I think she avoids labeling that particular oversimplified sexuality as "youth" because she wants her theory to apply to any oversimplified versions marketers may come up with someday, rather than the oversimplification that happens to exist in 2006. She wants people to focus on the fact that "shaven = oversimplified version of 'sexy'" rather than "shaven = oversimplified version of pedophilic perceptions of 'sexy'."

Can you agree with me there?

Mita said...

I didn't finish Female Chauvinist Pigs so I'm really not able to respond properly to her work. That being said, if she cites the main problem at hand is that our mass media is selling us an oversimplified sexuality - well, I'm glad I didn't bother finishing the book.

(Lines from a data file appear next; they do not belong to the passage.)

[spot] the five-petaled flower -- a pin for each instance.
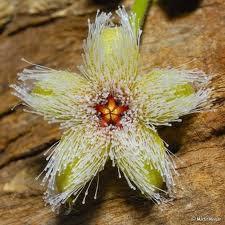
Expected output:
(110, 111)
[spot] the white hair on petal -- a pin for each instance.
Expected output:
(71, 100)
(122, 63)
(91, 152)
(160, 102)
(134, 149)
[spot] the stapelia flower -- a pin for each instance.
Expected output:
(110, 111)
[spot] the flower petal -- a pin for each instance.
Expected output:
(50, 92)
(110, 51)
(167, 94)
(142, 157)
(74, 162)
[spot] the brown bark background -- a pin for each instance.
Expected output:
(50, 32)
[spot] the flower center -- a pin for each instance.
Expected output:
(111, 112)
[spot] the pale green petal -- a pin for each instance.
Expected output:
(142, 157)
(77, 159)
(111, 52)
(50, 92)
(168, 94)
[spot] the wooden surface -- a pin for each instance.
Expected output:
(50, 32)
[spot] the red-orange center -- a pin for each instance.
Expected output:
(111, 112)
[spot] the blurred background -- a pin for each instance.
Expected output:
(178, 33)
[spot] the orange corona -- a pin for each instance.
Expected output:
(111, 112)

Instead of explaining why, let me tell you Mark Grief's take on the matter:

"One of the cruel betrayals of sexual liberation, in liberalization, was the illusion that a person can only be free if he holds sex as all-important and exposes it endlessly to others - providing it, proving it, enjoying it. This was a new kind of unfreedom. In hindsight, it was a mistake the liberators seemed fated to make. Because moralists had said for so many centuries, "Sex must be controlled because it is so powerful and important," sexual liberators were seduced into saying, "Sex must be liberated because it is so powerful and important." A better liberation would have occurred if reformers had freed sex not by its centrality to live but by its triviality. "They could have said, "Sex is a biological function -- and for that reason no grounds to persecute anyone."

Here's an example that I think illustrates this "better liberation". Where I live, there is a large number of people who are not intolerant of homosexuality - from my understanding there are even openly gay students in my neighbourhood high school. Essentially, people around here stopped caring that their accountants, nephews, neighbours, etc. were gay because it was largely unimportant in their daily lives.

Mass media will always try to sell us the uncomplicated and unrealistic. It's up to us to walk away from the hustle.

Katie said...

Well, the OTHER important point she made, which doesn't seem to be the focus of Grief's work according to what you've cited, is that the simplistic version of "sex as done by women" is much more harmful to human beings than the simplistic version of "sex as done by men," since the latter (or, what I suppose one calls "male sexuality") is portrayed as active even in its oversimplified & "sold" versions, whereas the former (or, what I suppose one calls "female sexuality") is portrayed as the act of wanting to be wanted (passive) and not at all as the act of wanting (active).

I think that's why her book is important--it's not just an echo of Grief; it's an, "And then, on top of that, look at what ELSE is wrong with it! Can we at least undo the social-category-based, extremely damaging inequity even if we're going to be stuck with the overimportance of sex?"